The most transcendent figure in sports history passed away after a long bout with Parkinson’s and a brief battle with respiratory issues.

Muhammad Ali was larger than life if smaller than Tyson Fury, Wladimir Klitschko, or any top heavyweight competing today. Hollywood cast Terrence Howard, Will Smith, and, most convincingly of all, Muhammad Ali, to portray Muhammad Ali in the movies. A year after releasing an LP on Columbia Records, he knocked down all four Beatles in a ring in Miami. A decade later, he entered the squared circle against Ken Norton wearing a robe given to him by Elvis Presley. He fought a hockey goon, an All-Pro defensive end, and several professional wrestlers in exhibition matches. He even squared off against Superman in a comic book. Ali, or his voice at least, starred in his own Saturday morning cartoon, and that ubiquitous and unmistakable voice hawked Muhammad Ali’s Crisp Crunch, The Champ’s Premium Shoe Polish, and much else.

He first entered a professional boxing ring when Dwight Eisenhower served as president.
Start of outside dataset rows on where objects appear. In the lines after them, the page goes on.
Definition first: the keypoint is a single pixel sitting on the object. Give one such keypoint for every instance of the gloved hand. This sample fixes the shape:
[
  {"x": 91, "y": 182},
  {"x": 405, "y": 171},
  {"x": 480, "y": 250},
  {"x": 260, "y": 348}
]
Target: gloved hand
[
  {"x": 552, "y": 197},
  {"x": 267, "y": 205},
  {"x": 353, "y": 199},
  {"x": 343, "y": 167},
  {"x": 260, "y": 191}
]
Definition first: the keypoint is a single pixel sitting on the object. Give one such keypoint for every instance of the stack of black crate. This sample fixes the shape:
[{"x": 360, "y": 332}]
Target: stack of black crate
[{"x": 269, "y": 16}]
He last exited the ropes when Ronald Reagan reigned in the White House. In between, the boxer converted to the Nation of Islam, curiously declared himself a conscientious objector during the Vietnam War (“My enemy is the white people, not Vietcongs or Chinese or Japanese”), and won a decision unanimously at the Supreme Court (judges really liked him—just ask Ken Norton) on a technicality. We loved him anyway.

We loved him most because he made the ugliness of violence incredibly beautiful. He displayed the footwork and hand speed of a welterweight. But he hit like a heavyweight. The “Ali Shuffle” put opponents, like Sonny Liston, in awkward positions. The “Float Like Butterfly, Sting Like a Bee” approach, used memorably en route to a third-round stoppage of Cleveland Williams, combined movement and an accumulation of stings to fell opponents. The “Rope-a-Dope” strategy wore down George Foreman, with the aid of some ridiculously loose ring ropes and a protective possum stance, to the point where the accumulation of punches resulted in the big Texan stumbling around in the African heat as though drunk off Kinshasa Lotoko. He measured a mere 78 on an Army IQ test (“I said I was the greatest, not the smartest”). But in a boxing ring “The Greatest” was the smartest.

He certainly had a smart mouth, which offended people on every continent. “Thank God my granddaddy got on that boat,” he said when asked to give his thoughts on Africa after his eighth-round knockout of George Foreman in Zaire. “Muhammad Ali has returned!” he boasted upon arriving in Japan to fight professional wrestler Antonio Inoki in an exhibition match. “There will be no Pearl Harbor! There will be no Pearl Harbor!”

That voice slowing, weighed down by huskiness by the late 1970s, did not stop him from ill-advised matches with Leon Spinks, Larry Holmes, and Trevor Berbick. But the real damage to the man never knocked out in his 61 professional fights came earlier. The monstrous fifteenth-round left from Joe Frazier in 1971 and their brutal, life threatening Thrilla in Manila four years later; his trilogy with Ken Norton, in which the Black Hercules broke his jaw in the first fight and pounded him in the last one; and in any number of blows he took from concrete-fisted Earnie Shavers, a pyrrhic victory that jolted Dr. Ferdie Pacheco to abandon Ali’s side and urge him to abandon boxing, all contributed to seal his sad but predictable fate. The no-quit spirit that allowed him to outlast Joe Frazier in the Philippines served him poorly in the last rounds of his career.

“There are a lot of people who have Parkinson’s that never boxed,” he mumbled to Phil Donahue a decade after his career ended, adding: “I don’t think it was boxing.” But Jerry Quarry, Jimmy Ellis, Floyd Patterson, and other past opponents developing debilitating neurological conditions made everyone else think it was.

His remarkable life inside and outside the ring makes it difficult for any boxer to eclipse him. His sad decline away from prize fighting makes it all the more difficult for any practitioner of the sweet science to captivate the public the way he did. Muhammad Ali, whether at his peak standing above Sonny Liston or at his low point shaking and muttering, ensured that we could never watch boxing the same way again.